Pivoting too is a separate turning tool too, which is done independent of carving or steering. It's manually redirecting the skis while they are disengaged from the snow. While it's being done it does nothing to change the direction of travel of the skier, but once the skier reconnects with the snow and engages the edges the effect of the pivot is to sharpen the turn shape beyond what could have been done through carving or steering alone. So it's a skill that has a major influence on turn shape, and thus deserves its own circle in this drawing.
Obviously,for those who harbor different definitions of these 3 terms, this drawing my need to be altered. Or you can just trash can it totally.

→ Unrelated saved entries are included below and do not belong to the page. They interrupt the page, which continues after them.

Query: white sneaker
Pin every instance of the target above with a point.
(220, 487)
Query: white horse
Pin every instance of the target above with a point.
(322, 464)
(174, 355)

You may notice that I have different sizes for the carve/steer/pivot circles. It's not cast in stone, and can change from run to run. Just my general feeling on the prevalence of usage of these turning techniques across the spectrum of good skiing as performed by good skiers. The areas of the carving/steering/pivoting circles outside of the good skiing circle? Poorly executed versions of those skills. And the blank spots within the good skiing circle? Use your imagination.